A velocidade com que a nova cepa vem se disseminando nos países asiáticos, quer estejam entre os ricos ou pobres, já tem levado a uma revisão de crescimento da economia na região. Em Cingapura, onde 96,7% dos novos casos são provenientes da variante Delta, foram impostas novas restrições à circulação: restaurantes não poderão mais atender clientes à noite e as reuniões em grupos, até então restritas a cinco pessoas, passam a ser de duas até 18 de agosto.

O crescimento projetado do PIB de 7% este ano já está sendo revisto para baixo, embora haja expectativa de reversão desse quadro já que que 75% da população de Cingapura poderá estar vacina até o começo da segunda semana de agosto. Tailândia, Indonésia, Bangladesh, Malásia, Coréia do Sul e Austrália são exemplos da forte aceleração do número de novos casos da COVID-19 na região.

 

Participação da variante delta nos novos casos de Covid-19
(Países selecionados)

Fonte: Our World in Data (dados acessados em 20/07/21). Publicado no site G1.

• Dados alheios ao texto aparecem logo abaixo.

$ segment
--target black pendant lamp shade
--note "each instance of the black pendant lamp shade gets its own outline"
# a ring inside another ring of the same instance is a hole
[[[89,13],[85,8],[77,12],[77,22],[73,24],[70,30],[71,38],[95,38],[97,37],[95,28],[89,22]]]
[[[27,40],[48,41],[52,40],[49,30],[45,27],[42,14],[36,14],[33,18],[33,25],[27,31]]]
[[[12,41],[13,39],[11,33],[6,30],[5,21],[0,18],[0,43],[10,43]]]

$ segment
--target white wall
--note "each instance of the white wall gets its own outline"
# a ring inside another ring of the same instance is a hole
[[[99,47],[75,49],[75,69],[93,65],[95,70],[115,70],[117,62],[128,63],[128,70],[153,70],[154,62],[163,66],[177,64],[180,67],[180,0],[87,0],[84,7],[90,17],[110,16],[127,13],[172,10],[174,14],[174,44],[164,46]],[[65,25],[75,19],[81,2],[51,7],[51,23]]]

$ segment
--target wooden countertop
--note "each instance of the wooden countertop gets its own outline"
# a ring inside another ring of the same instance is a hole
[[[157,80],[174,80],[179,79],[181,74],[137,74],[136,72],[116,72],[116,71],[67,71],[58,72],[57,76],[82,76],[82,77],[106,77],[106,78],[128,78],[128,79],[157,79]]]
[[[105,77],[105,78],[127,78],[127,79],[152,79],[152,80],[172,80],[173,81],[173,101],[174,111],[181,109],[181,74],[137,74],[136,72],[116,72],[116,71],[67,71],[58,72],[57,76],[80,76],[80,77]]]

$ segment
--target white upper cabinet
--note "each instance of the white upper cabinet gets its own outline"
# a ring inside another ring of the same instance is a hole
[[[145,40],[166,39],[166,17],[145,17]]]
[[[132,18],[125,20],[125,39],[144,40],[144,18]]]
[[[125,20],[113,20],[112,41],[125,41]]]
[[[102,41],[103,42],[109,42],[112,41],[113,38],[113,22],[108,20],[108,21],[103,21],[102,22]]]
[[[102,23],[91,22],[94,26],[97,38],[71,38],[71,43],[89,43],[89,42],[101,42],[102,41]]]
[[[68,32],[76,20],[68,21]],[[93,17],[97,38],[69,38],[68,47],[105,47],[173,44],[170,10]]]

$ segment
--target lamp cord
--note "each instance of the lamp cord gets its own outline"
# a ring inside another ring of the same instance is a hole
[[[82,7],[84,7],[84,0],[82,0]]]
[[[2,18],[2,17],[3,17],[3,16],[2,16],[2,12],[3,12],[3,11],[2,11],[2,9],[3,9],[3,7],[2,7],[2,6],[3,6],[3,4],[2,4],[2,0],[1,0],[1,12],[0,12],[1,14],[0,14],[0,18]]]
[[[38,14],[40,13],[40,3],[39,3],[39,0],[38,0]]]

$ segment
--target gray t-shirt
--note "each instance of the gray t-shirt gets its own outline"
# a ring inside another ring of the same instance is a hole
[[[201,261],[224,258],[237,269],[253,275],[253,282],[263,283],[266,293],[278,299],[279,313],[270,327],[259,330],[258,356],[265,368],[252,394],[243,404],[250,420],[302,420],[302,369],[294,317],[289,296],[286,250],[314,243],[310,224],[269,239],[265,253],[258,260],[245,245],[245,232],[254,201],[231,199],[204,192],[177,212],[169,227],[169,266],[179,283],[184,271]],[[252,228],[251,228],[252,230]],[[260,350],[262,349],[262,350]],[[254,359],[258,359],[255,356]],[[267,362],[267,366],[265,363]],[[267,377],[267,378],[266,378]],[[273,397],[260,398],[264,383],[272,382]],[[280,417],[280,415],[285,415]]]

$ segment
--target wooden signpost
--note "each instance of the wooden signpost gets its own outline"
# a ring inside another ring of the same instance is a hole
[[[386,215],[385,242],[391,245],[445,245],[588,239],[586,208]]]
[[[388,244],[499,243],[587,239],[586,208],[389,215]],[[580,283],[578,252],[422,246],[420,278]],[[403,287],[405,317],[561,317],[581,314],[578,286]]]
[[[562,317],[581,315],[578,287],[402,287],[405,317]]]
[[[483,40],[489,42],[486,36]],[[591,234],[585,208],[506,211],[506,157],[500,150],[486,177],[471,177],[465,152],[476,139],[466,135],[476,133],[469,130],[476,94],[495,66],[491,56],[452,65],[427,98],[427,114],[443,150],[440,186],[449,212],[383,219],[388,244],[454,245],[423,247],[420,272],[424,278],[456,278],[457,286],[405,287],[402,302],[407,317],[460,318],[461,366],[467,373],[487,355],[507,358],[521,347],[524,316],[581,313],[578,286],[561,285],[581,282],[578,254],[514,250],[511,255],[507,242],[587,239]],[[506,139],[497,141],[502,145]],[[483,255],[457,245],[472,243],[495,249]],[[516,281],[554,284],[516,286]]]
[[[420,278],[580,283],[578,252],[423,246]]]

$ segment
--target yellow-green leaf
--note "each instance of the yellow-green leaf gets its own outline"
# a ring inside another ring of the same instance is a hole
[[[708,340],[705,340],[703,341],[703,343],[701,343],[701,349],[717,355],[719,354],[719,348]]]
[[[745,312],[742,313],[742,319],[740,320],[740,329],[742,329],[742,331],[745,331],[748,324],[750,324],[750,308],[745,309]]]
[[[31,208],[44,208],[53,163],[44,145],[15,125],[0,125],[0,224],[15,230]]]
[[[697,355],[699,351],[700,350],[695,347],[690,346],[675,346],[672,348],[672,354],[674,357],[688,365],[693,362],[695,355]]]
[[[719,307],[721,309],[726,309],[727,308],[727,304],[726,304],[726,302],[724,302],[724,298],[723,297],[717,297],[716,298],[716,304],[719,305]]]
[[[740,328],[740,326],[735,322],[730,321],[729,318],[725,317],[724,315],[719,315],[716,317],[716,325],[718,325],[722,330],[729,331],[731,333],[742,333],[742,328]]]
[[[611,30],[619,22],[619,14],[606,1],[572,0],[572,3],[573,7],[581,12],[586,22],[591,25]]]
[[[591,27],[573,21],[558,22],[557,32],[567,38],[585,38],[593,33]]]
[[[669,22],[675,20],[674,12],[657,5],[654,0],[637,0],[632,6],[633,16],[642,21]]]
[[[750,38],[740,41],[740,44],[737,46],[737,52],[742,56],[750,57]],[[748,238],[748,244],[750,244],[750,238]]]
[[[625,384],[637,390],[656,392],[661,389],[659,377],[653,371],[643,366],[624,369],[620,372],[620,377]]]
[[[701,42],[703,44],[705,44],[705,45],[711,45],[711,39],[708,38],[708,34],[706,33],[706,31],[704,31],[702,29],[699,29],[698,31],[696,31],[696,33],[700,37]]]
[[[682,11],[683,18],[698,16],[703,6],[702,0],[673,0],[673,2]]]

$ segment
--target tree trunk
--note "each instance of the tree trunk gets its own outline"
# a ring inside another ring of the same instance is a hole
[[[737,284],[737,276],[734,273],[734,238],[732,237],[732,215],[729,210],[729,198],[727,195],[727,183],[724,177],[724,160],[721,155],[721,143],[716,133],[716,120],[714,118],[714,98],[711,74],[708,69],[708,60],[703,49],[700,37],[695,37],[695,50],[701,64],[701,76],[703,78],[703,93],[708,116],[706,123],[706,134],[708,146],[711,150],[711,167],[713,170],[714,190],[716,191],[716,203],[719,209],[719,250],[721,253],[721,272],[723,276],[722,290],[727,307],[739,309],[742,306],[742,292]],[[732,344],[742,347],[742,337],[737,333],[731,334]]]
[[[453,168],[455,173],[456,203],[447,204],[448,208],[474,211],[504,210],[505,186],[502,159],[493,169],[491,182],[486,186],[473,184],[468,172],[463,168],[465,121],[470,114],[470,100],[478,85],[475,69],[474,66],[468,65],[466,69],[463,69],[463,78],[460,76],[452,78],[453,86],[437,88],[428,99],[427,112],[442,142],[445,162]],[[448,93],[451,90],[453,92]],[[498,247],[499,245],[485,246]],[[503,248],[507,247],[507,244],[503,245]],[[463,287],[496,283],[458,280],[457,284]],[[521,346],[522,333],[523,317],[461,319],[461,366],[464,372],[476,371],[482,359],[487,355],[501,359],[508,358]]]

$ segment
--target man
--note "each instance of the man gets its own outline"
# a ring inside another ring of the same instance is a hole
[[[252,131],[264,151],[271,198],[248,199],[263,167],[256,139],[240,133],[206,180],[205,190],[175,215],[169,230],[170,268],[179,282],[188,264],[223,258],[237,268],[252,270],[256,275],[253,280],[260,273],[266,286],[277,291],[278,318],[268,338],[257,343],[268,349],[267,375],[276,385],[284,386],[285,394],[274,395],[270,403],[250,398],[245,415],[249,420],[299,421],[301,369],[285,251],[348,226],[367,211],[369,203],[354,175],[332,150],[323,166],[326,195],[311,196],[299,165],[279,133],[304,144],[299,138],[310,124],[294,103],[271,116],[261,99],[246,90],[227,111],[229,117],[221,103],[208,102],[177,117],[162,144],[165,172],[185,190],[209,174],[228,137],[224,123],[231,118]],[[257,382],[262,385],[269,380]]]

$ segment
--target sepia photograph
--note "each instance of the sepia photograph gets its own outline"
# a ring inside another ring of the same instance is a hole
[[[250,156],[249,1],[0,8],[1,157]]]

Dentre os países mais pobres e desiguais da região, a Indonésia, com a quarta maior população do mundo e a maior de maioria muçulmana, que não havia apresentado nenhum quadro agudo ao longo da pandemia do coronavírus, passou a conviver com um forte avanço de novos casos e mortes. A média móvel de sete dias encerrada em 21 de julho apontava para mais de 44.826 novos casos e 1.196 óbitos, quando em 21 de junho esses números eram de 12.128 e 263, respectivamente.

Na Indonésia, apenas 10,96% da população de 276,5 milhões de pessoas havia sido vacinada até o último dia 20: 7,90% com a primeira dose e 3,06% com as duas doses da vacina. Como o país ainda não havia sido afetado duramente pela pandemia, os óbitos estão na faixa de 77,5 mil, números que podem ser engrossados, já que 94% dos novos casos registrados são provenientes da nova variante do coronavírus. E bom ressaltar que, em relação à sua população, o número de óbitos na Indonésia é ainda bastante baixo: 286 por milhão de habitantes.

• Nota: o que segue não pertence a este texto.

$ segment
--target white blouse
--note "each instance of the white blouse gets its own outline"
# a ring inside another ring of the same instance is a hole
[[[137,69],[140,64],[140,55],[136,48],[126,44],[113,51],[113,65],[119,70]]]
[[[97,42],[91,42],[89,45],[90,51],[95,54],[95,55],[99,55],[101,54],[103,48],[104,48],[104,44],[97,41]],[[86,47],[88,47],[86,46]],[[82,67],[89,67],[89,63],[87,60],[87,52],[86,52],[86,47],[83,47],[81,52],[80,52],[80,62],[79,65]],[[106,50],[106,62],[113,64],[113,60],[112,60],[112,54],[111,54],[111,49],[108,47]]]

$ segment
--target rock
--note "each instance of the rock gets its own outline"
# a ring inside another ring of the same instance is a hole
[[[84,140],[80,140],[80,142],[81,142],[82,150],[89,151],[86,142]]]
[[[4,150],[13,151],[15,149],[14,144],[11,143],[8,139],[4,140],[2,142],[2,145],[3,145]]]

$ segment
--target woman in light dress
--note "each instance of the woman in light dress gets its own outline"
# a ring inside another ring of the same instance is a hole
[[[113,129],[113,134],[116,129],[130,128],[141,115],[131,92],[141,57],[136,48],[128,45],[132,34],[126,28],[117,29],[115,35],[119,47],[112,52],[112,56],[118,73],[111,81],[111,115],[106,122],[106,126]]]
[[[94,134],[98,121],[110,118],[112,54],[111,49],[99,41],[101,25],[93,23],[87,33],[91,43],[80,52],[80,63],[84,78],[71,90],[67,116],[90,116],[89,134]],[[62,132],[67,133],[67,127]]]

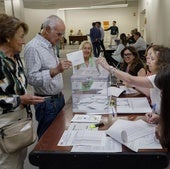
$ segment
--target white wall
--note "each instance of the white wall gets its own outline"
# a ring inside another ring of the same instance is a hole
[[[24,9],[24,18],[25,22],[29,26],[29,32],[28,35],[26,36],[26,42],[31,40],[39,31],[42,22],[44,19],[49,16],[49,15],[57,15],[57,10],[56,9],[51,9],[51,10],[40,10],[40,9]]]
[[[78,29],[81,29],[83,34],[89,34],[92,22],[109,21],[112,25],[113,20],[117,21],[120,33],[130,33],[137,27],[137,7],[66,11],[66,34],[69,35],[70,29],[73,29],[75,34]],[[109,36],[110,31],[105,32],[105,41],[109,41]]]
[[[134,13],[136,16],[134,16]],[[117,21],[117,26],[120,33],[129,33],[131,29],[137,27],[137,5],[136,7],[114,8],[114,9],[97,9],[97,10],[69,10],[61,13],[56,9],[39,10],[39,9],[24,9],[25,22],[29,25],[29,33],[26,36],[26,41],[39,32],[40,25],[47,16],[58,14],[66,24],[66,38],[68,39],[70,29],[75,33],[81,29],[84,34],[88,34],[93,21],[109,21],[112,24],[113,20]],[[65,17],[65,18],[64,18]],[[109,41],[110,31],[106,33],[106,41]]]
[[[146,40],[170,47],[170,1],[139,0],[139,13],[146,10]]]
[[[4,2],[0,1],[0,13],[4,13],[4,12],[5,12]]]
[[[24,9],[24,20],[29,25],[29,33],[26,36],[26,42],[32,39],[39,31],[44,18],[51,14],[58,14],[66,24],[66,35],[70,29],[75,32],[81,29],[84,34],[89,33],[93,21],[117,21],[120,33],[129,33],[131,29],[137,27],[144,30],[144,38],[148,43],[162,44],[170,47],[170,1],[169,0],[139,0],[138,7],[133,5],[128,8],[119,9],[98,9],[98,10],[76,10],[61,12],[56,9],[38,10]],[[22,10],[22,9],[21,9]],[[0,12],[4,12],[4,6],[0,6]],[[145,23],[141,27],[141,12],[145,11]],[[136,16],[134,16],[136,14]],[[105,41],[109,39],[109,33],[106,33]],[[68,38],[66,36],[66,38]]]

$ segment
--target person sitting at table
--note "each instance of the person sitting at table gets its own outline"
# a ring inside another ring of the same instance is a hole
[[[147,97],[150,97],[153,112],[146,114],[146,120],[148,123],[157,123],[157,114],[160,113],[160,90],[155,86],[154,79],[156,74],[162,70],[163,67],[170,64],[170,48],[161,45],[153,45],[150,50],[151,58],[148,65],[152,73],[151,76],[132,76],[127,72],[110,66],[104,57],[99,57],[96,63],[113,73],[116,78],[140,90]]]
[[[83,36],[83,33],[81,32],[81,29],[78,30],[77,36]]]
[[[127,46],[121,51],[123,63],[120,69],[133,76],[146,76],[143,62],[140,60],[137,50],[133,46]]]
[[[137,51],[145,51],[146,48],[147,48],[147,43],[143,39],[143,37],[141,37],[141,33],[135,32],[133,34],[133,37],[134,37],[136,42],[134,44],[131,44],[131,46],[135,47]]]
[[[137,32],[138,29],[132,29],[129,36],[127,36],[127,43],[128,44],[134,44],[136,42],[136,40],[134,39],[134,33]]]
[[[156,136],[163,148],[170,151],[170,65],[160,70],[155,77],[155,85],[161,90],[160,116],[157,116],[158,126]]]
[[[112,53],[110,56],[105,52],[105,58],[107,62],[113,66],[113,67],[120,67],[120,64],[123,63],[123,58],[121,57],[121,51],[126,47],[127,40],[126,40],[126,34],[121,33],[120,34],[120,44],[117,46],[117,49]]]
[[[93,56],[93,47],[91,42],[89,41],[83,41],[80,46],[79,46],[79,50],[83,51],[83,57],[84,57],[84,63],[78,66],[74,66],[74,71],[85,67],[95,67],[95,57]]]

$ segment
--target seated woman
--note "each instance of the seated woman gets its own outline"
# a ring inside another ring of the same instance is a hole
[[[89,41],[83,41],[80,44],[79,50],[83,51],[84,56],[84,63],[78,66],[74,67],[74,70],[78,70],[82,67],[88,68],[88,67],[95,67],[95,58],[93,57],[93,47],[91,42]]]
[[[121,51],[125,48],[127,44],[126,34],[120,34],[120,44],[117,46],[117,49],[112,53],[112,55],[105,55],[107,62],[113,66],[119,68],[120,64],[123,63],[123,59],[121,57]]]
[[[121,52],[121,56],[123,63],[120,66],[120,70],[133,76],[146,76],[145,66],[133,46],[125,47]]]
[[[170,151],[170,65],[159,71],[155,77],[155,85],[161,90],[161,106],[159,123],[156,130],[157,138],[163,148]]]

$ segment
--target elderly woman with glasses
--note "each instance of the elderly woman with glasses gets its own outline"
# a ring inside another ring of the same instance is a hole
[[[133,46],[127,46],[121,51],[123,63],[120,70],[133,76],[146,76],[146,70],[143,62],[139,58],[137,50]]]

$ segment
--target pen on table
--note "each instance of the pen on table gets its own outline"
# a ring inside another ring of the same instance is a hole
[[[102,127],[102,126],[104,126],[104,123],[100,122],[100,123],[96,123],[96,124],[91,124],[90,128],[96,128],[96,127]]]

Mais que triplicam os casos na Indonésia
(média móvel dos últimos sete dias)

Fonte: Worldometer.

E as mortes disparam
(média móvel últimos sete dias)

Fonte: Worldometer.

Bangladesh é outro exemplo que pode ser mencionado, dentre os países pobres da região, já que 92% dos casos que vem sendo registrados recentemente por lá são da variante Delta. A média móvel de sete dias de novos casos bateu na casa dos 10.995 no último dia 21, ante os 3.761 de 21 de junho, com os óbitos subindo de 65 para 206. Com mais de 166 milhões de habitantes, somente 3,54% da população havia sido vacinada até o dia 13 de julho, último dado disponível no site Our World in Data: 0,94% com a primeira dose e 2,60% com duas. Como na Indonésia, em relação a sua população, as mortes informadas oficialmente em Bangladesh ainda são baixas em relação à população: 112 por milhão de habitantes.

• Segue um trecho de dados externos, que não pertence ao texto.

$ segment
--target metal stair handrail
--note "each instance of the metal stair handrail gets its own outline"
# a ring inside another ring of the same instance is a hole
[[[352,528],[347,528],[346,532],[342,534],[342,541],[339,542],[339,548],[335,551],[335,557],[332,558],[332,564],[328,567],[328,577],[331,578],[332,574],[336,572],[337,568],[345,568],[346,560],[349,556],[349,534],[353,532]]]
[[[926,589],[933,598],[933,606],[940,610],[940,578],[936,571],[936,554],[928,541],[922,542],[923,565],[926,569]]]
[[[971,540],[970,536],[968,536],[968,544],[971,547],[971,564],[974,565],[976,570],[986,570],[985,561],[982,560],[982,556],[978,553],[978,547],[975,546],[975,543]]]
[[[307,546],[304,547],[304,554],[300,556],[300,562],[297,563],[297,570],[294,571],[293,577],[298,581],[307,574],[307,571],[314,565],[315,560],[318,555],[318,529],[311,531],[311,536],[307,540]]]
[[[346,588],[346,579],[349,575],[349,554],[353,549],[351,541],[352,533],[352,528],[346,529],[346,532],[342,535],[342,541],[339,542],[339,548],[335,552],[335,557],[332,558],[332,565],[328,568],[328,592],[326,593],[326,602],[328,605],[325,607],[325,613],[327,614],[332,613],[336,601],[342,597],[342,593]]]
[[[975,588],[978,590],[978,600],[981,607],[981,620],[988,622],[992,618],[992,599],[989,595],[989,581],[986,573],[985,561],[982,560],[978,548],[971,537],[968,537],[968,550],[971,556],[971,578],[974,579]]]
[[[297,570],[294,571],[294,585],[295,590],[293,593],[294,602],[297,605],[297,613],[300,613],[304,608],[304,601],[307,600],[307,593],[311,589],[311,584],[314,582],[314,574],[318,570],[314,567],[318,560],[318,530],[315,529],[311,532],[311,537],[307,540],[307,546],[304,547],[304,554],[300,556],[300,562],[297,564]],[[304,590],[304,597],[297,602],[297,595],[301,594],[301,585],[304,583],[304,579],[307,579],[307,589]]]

Novos casos dão um salto em Bangladesh
(média móvel últimos sete dias)

Fonte: Worldometer.

E as mortes avançam
(média móvel últimos sete dias)

Fonte: Worldometer.

No Brasil, já foram registrados mais de 120 casos da variante Delta. Desse total, quase 70% foram detectados no Rio de Janeiro, cidade turística que é uma porta aberta para a entrada do vírus, desde que medidas de controle mais rígido não forem adotadas.

******

Estudo recente desenvolvido por Arvind Subramanian, ex-conselheiro do governo indiano, em parceria com dois pesquisadores do Centro para o Desenvolvimento Global e da Universidade de Harvard, mostrou que o número de mortes na Índia, devido à Covid-19, tinha sido de 3 milhões a 4,7 milhões de pessoas entre janeiro de 2020 e junho de 2021. Pelos dados oficiais, os óbitos no país pelo coronavírus estariam na casa dos 420 mil, o terceiro maior do mundo, atrás dos Estados Unidos e do Brasil. Os três países, pelos dados oficiais, concentram 38,3% dos óbitos até agora: EUA: 15%; Brasil:13,2% e Índia:10,1%.